Heres my story my mothers friend gave me his 2yrs old toy poodle because hes
very busy working and his dog is always barking at other dogs and charging bigger dogs like my neighbors labrador LOL hes very aggresive even while hes eating if you touch him.
and sometimes when he is just laying down he will get mad and bite you.
Even me or my mom even my little nephew lol he will bite if hes angry. he is always alert when a door opens he barks LOUD. well heres the problem I just got a cute and Playfull 3month old Japanese spitz the first time they met each other my japanese spitz wants to play but my 2yr old aggresive toy poodle charge and will bite him.
Since then i cant let them loose on the same room. I just put a leash on my toy poodle and let my japanese spitz walk around my room and living room and still my poodle still wants to fight him. My japanese spitz is a good boy hes not getting near my toy poodle but he still wants to play with him but my poodle wants to fight lol.
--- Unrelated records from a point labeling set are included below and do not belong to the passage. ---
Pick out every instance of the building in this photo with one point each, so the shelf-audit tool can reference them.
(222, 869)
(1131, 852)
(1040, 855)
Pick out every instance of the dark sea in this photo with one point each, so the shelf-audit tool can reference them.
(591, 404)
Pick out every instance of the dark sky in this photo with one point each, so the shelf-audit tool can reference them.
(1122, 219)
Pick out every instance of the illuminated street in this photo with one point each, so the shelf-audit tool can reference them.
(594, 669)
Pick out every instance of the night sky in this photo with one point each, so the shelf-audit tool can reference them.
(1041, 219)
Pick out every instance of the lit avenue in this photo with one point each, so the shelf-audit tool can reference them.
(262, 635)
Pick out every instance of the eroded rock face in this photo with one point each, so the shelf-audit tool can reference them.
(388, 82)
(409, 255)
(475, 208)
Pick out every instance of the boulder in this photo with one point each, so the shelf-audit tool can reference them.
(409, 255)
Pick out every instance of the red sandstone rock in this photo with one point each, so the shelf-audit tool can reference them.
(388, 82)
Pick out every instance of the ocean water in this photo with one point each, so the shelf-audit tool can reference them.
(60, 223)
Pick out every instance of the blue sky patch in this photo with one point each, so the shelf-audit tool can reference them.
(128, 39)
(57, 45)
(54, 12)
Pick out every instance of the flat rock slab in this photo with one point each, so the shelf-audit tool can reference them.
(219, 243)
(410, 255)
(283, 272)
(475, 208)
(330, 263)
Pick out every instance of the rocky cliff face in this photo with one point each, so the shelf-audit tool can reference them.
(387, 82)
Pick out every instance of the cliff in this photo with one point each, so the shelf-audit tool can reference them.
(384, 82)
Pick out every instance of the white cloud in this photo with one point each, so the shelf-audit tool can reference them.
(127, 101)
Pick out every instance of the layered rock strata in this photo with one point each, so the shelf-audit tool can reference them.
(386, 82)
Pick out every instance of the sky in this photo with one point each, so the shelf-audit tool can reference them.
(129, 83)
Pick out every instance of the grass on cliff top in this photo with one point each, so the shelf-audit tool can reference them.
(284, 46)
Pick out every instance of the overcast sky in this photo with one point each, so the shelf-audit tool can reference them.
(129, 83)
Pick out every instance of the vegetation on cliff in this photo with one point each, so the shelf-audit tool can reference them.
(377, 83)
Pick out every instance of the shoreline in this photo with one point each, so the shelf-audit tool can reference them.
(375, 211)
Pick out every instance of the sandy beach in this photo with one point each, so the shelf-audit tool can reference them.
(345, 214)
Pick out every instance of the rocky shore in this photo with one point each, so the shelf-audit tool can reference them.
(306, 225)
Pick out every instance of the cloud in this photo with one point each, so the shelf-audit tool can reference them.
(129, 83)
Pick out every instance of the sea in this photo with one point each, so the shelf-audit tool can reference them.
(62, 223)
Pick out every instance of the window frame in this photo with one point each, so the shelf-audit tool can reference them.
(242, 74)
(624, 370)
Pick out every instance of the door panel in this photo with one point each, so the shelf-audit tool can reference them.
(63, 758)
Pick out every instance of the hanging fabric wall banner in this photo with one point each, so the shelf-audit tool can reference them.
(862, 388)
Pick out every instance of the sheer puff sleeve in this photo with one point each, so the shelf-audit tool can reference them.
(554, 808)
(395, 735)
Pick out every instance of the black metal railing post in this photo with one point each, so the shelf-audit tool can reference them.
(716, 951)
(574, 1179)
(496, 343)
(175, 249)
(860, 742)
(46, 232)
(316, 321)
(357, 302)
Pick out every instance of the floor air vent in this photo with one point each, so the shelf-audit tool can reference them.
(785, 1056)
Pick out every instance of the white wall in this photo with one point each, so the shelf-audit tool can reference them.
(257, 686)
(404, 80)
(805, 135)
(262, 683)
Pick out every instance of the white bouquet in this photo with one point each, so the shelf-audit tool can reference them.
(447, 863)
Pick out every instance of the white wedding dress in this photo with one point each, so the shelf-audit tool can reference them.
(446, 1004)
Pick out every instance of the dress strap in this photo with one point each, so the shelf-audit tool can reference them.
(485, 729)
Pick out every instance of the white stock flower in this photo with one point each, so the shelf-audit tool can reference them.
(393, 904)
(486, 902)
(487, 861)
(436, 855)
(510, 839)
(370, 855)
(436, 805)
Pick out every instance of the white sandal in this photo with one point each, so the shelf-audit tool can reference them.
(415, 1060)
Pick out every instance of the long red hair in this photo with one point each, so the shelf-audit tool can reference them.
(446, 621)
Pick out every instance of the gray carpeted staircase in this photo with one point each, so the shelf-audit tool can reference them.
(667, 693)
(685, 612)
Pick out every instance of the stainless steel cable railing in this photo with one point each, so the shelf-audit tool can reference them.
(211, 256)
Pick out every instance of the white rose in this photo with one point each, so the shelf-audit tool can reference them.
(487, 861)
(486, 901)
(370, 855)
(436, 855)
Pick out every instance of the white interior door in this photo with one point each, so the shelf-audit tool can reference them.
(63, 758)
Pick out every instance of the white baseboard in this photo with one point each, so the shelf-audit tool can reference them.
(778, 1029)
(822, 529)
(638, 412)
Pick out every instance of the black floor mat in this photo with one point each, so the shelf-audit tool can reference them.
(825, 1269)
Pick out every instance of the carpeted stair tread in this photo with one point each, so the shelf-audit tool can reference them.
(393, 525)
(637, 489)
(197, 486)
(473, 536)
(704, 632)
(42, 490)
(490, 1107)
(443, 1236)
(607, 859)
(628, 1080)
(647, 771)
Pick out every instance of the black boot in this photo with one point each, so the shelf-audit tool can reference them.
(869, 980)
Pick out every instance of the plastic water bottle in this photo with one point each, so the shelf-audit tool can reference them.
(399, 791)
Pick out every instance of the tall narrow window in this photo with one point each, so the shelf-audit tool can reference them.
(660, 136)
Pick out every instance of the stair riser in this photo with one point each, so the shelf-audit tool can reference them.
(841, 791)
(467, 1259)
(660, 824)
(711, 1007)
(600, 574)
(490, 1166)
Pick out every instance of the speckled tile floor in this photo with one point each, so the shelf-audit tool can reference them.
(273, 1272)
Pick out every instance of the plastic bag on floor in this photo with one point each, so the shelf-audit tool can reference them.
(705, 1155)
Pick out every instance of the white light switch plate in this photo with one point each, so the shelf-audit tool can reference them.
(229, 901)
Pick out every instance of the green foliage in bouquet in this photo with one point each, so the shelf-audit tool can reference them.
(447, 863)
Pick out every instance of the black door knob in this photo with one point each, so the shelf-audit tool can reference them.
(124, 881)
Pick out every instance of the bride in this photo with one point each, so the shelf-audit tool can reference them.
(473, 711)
DONT KNOW WHAT TO DO WITH MY POODLE WEW


----------



## jesirose (Mar 27, 2008)

So, you took in a dog that you knew to be aggressive, without any planning, and then got a NEW dog when you know you have an aggressive dog? You need to get a professional trainer to help with these issues. Also consult a vet about possible health problems causing aggression.

This is not an "LOL" issue, and you clearly are not old enough to be responsible for these dogs. The fact that you would find any aggression funny in any way is disgusting. You let the dog around a small child too, and let it bite him. Your parents should be ashamed. Seriously, I am in shock.


----------



## Curbside Prophet (Apr 28, 2006)

jieanlovesdyan said:


> DONT KNOW WHAT TO DO WITH MY POODLE WEW


I do... I would not introduce the dog to other dogs or people until the dog's behavior improves. I would then take the dog to a vet a make sure he doesn't have any underlying health conditions. Then, I'd hire a certified animal behaviorist to work through the behavior. Then, who knows. It would depend on what the professional had to say.


----------



## cynster (Feb 26, 2011)

They will probably always fight. It's very hard to get aggressive dogs to accept one another. Either get a professional trainer or rehome the poodle to a house with no other dogs.


----------